A pang touched Jaina’s heart as she thought of what news of her slide would do to Leia. “Mom already lost two of her kids.”
“I’ll get you back.”
She turned her eyes to Kyp’s somber green gaze. With great effort, she lowered the shields that had kept her locked away. Perhaps there was one person who could understand, one person she wouldn’t have to lock out.
After a moment, he tossed her a box of rations. She tucked it into the hold and turned for another. They worked together, falling into an easy rhythm. Soon the ship was loaded, and the Jedi Master and his apprentice strapped into their seats.
“So what’s next?” she asked as they settled down.
“What do you want to do?”
Jaina considered this. She had always been confident—impulsive, even cocky. That was tempered now by deep humility in the power of the Force. “I’ll keep flying, of course, but I’m not sure the Rogues will have me.”
“Then why not continue the path you’ve started? There’s a place for a trickster in the resistance. You’re quick with a plan, you have a knack for strategy.”
She tried the idea on, and the fit felt about right. “Not bad,” she admitted. “And you?”

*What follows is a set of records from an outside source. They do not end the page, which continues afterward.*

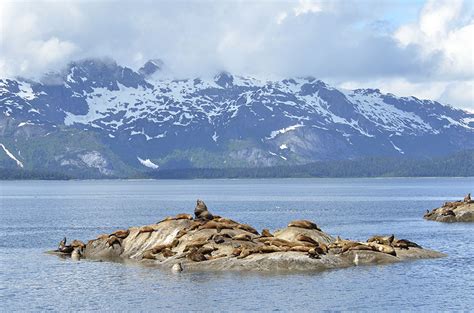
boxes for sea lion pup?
[58,237,74,253]
[194,199,213,220]
[232,234,252,241]
[186,248,207,262]
[367,234,395,246]
[236,224,259,235]
[262,228,273,237]
[369,242,397,256]
[110,229,130,239]
[107,236,122,247]
[296,234,319,246]
[288,220,321,231]
[142,250,156,260]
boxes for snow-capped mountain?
[0,59,474,175]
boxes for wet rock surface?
[424,193,474,223]
[50,200,445,272]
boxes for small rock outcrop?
[424,193,474,223]
[51,200,444,273]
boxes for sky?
[0,0,474,112]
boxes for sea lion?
[175,213,193,220]
[367,234,395,246]
[142,250,156,260]
[289,246,314,253]
[110,229,130,239]
[161,248,176,258]
[296,234,319,245]
[194,199,213,220]
[107,236,122,247]
[171,263,183,273]
[236,224,258,235]
[369,242,397,256]
[212,235,225,244]
[58,237,74,253]
[288,220,321,231]
[186,248,207,262]
[232,234,252,241]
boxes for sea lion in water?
[262,228,273,237]
[110,229,130,239]
[58,237,74,253]
[288,220,321,231]
[194,199,213,220]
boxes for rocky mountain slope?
[0,59,474,176]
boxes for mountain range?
[0,59,474,177]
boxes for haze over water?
[0,178,474,311]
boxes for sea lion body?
[288,220,321,231]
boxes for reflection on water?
[0,178,474,311]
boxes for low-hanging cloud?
[0,0,474,110]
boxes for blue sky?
[0,0,474,111]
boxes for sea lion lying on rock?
[194,199,213,220]
[288,220,321,231]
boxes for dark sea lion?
[288,220,321,231]
[110,229,130,239]
[232,234,252,241]
[262,228,273,237]
[236,224,258,235]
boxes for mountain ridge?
[0,59,474,176]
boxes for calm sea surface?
[0,178,474,311]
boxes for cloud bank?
[0,0,474,111]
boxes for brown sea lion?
[107,236,122,247]
[142,250,156,260]
[110,229,130,239]
[236,224,258,235]
[186,248,207,262]
[161,248,176,258]
[367,235,395,246]
[289,246,314,253]
[70,239,86,249]
[194,199,213,220]
[369,242,397,256]
[288,220,321,231]
[138,226,155,234]
[232,234,252,241]
[296,234,319,245]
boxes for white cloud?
[0,0,474,107]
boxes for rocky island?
[50,200,445,272]
[424,193,474,223]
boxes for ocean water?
[0,178,474,312]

Kyp gave her a slightly sheepish smile. “I’m going to work toward the establishment of a Jedi Council, to building consensus instead of discord.”
She burst out laughing. “I’ve seen my mother struggle with such things. Trust me, this might prove to be your biggest challenge yet!”
He shrugged. “Neither of us need things to be easy. And on that note, I hear that Jag Fel has arranged a meeting with your uncle Luke. If there’s a Jedi offensive on the horizon, I wouldn’t be at all surprised if he’s at the heart of it.”
A quick, glad surge lifted Jaina’s heart. Wistfully, she wondered if someday she could merit the friendship of someone like Jag, someone whose gaze, like Leia’s, never seemed to swerve from a hero’s path.
If Kyp picked up on Jaina’s thoughts, he was tactful enough not to let on. “You ready?”
She responded with a firm nod, and then turned her eyes to the challenges ahead.
Khalee Lah strode into Harrar’s chamber and dropped to one knee.
“The battle was a failure,” he said bluntly. “The Jeedai escaped. It would seem that I was infected with the heresy, or the gods would have allowed me to die in glorious battle. My failure can only serve to tarnish my domain. The name of the warmaster, whom you name friend.”
The priest absorbed this in silence. This request went far past hinting. In response, he reached for the mechanical abomination and handed it to the warrior.
“I will report to Tsavong Lah that his kinsman died in battle, through the trickery of the Jeedai, sacrificed by his own men. Put this upon your ship, and it will be so.”
Khalee Lah bowed his head and accepted the device. He rose and strode from the room.
Left alone, Harrar took his villip and reported to Tsavong Lah what he had promised to say. “Jaina Solo proved to be a far more worthy foe than anticipated,” he concluded, “and it may be some time before the twin sacrifice can go forward.”
“The gods willed it so,” Tsavong Lah said. “Continue pursuit, and we will speak of this matter again.”
The villip inverted abruptly, leaving Harrar deep in speculation. His failure was not dealt with as harshly as he expected, and the priest of deception wondered if perhaps he was not the only one who had failed.
Was it possible, he wondered, that Jacen Solo might not have survived, after all?